- Section 175 of the Companies Act, 2013 permits the Board of Directors to pass resolutions by circulation instead of convening a formal meeting.
- Circular resolutions are designed for urgent, time-sensitive matters that cannot wait for a scheduled board meeting.
- The draft resolution must be circulated to all directors at their addresses registered with the company in India, by hand delivery, post, or electronic means.
- A circular resolution is passed if approved by a majority of the directors entitled to vote on the matter.
- Directors who are interested in the subject matter of the resolution are excluded from the count of directors entitled to vote.
- Certain matters cannot be approved by circular resolution and must be decided at a duly convened board meeting.
- Exclusions from circular resolution include decisions on the issue of securities and the approval of financial statements.
- The circular resolution process offers a quicker and more efficient alternative to formal board meetings for routine or urgent approvals.
- Companies should maintain proper records of circulation and director responses to demonstrate compliance with Section 175.

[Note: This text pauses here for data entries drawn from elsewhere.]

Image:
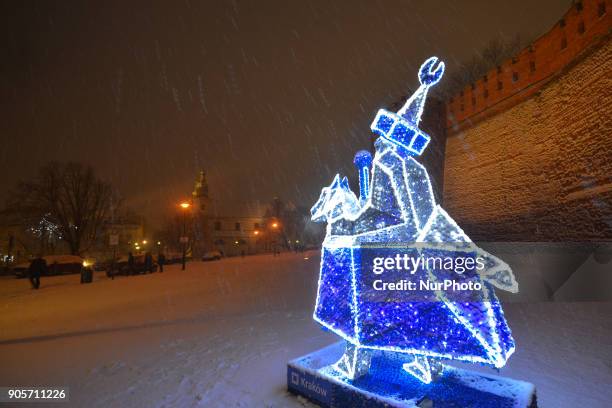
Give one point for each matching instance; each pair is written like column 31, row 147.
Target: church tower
column 201, row 209
column 199, row 195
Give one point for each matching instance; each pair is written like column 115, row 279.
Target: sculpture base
column 313, row 377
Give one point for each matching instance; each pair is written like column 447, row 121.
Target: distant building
column 238, row 235
column 231, row 235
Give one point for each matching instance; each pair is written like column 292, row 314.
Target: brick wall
column 533, row 161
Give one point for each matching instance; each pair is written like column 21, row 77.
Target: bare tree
column 67, row 198
column 493, row 54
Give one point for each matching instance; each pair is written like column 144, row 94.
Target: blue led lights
column 397, row 206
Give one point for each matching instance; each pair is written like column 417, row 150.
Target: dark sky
column 270, row 97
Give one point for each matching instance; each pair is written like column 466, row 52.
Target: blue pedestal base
column 313, row 377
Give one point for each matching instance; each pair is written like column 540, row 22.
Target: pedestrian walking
column 161, row 260
column 148, row 262
column 38, row 267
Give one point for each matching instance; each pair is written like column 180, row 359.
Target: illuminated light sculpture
column 397, row 205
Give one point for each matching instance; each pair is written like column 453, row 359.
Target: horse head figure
column 336, row 201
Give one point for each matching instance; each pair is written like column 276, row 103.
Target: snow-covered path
column 220, row 334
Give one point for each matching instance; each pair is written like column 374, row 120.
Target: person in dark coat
column 161, row 260
column 130, row 263
column 148, row 262
column 38, row 267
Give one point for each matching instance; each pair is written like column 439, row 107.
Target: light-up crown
column 402, row 128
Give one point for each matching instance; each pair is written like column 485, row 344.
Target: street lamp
column 184, row 206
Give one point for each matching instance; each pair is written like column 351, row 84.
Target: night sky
column 272, row 98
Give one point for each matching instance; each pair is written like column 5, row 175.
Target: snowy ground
column 220, row 334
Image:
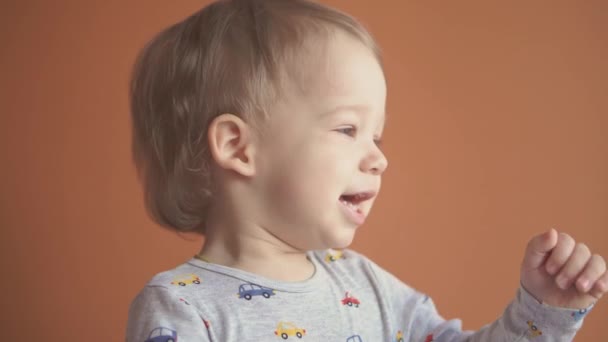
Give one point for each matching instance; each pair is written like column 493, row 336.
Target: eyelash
column 351, row 131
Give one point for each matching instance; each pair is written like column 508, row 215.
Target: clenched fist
column 560, row 272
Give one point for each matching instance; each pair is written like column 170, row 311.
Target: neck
column 250, row 247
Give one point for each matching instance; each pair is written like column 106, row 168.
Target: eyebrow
column 357, row 108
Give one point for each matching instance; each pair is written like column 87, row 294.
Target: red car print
column 350, row 300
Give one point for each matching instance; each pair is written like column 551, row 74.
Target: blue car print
column 162, row 334
column 249, row 290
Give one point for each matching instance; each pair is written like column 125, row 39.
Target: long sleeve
column 524, row 319
column 157, row 314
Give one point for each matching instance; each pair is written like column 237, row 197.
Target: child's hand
column 560, row 272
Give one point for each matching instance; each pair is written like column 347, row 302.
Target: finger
column 595, row 268
column 560, row 254
column 539, row 248
column 574, row 266
column 600, row 287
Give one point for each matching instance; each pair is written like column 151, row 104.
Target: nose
column 374, row 162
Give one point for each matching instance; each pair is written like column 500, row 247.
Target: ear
column 231, row 144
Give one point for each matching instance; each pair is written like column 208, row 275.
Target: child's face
column 321, row 146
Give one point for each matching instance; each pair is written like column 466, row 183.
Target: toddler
column 258, row 123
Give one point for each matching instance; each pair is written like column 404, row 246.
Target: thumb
column 539, row 248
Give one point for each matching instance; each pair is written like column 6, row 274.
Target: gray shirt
column 349, row 299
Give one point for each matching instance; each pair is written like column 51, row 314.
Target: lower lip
column 355, row 216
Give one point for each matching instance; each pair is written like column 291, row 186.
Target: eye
column 348, row 130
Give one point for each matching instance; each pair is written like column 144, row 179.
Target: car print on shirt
column 579, row 314
column 333, row 255
column 286, row 329
column 162, row 334
column 533, row 330
column 249, row 290
column 186, row 279
column 350, row 300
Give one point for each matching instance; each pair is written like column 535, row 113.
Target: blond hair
column 229, row 57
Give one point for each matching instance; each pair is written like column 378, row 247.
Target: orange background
column 498, row 129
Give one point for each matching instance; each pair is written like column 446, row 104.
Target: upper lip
column 360, row 196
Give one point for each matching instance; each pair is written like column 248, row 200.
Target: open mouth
column 352, row 203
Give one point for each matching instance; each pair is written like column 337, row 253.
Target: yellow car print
column 186, row 279
column 534, row 332
column 334, row 255
column 286, row 329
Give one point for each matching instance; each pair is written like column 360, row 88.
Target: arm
column 156, row 311
column 545, row 309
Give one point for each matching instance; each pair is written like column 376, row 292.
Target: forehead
column 348, row 77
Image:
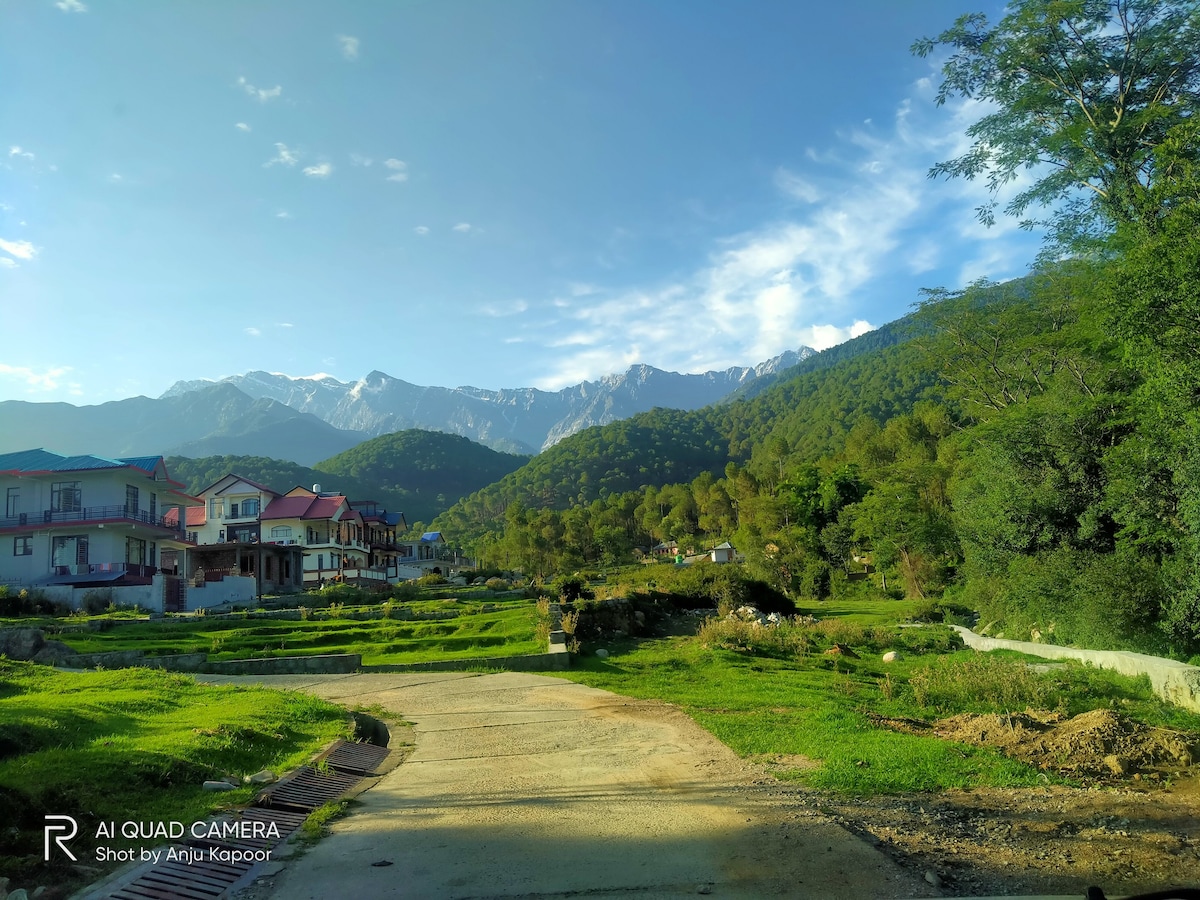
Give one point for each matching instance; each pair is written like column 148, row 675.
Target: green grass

Circular resolutions, as per Section 175 of the Companies Act, 2013, allow the Board of Directors to make urgent decisions without formal meetings. This method is quick, efficient, and essential for time-sensitive matters.
Key Points:
1. Process: Circulate the draft to all directors via hand delivery, post, or electronic means.
2. Approval: Resolution passes with majority approval.
3. Exclusions: Certain significant decisions like issuing securities or approving financial statements must be made in formal meetings.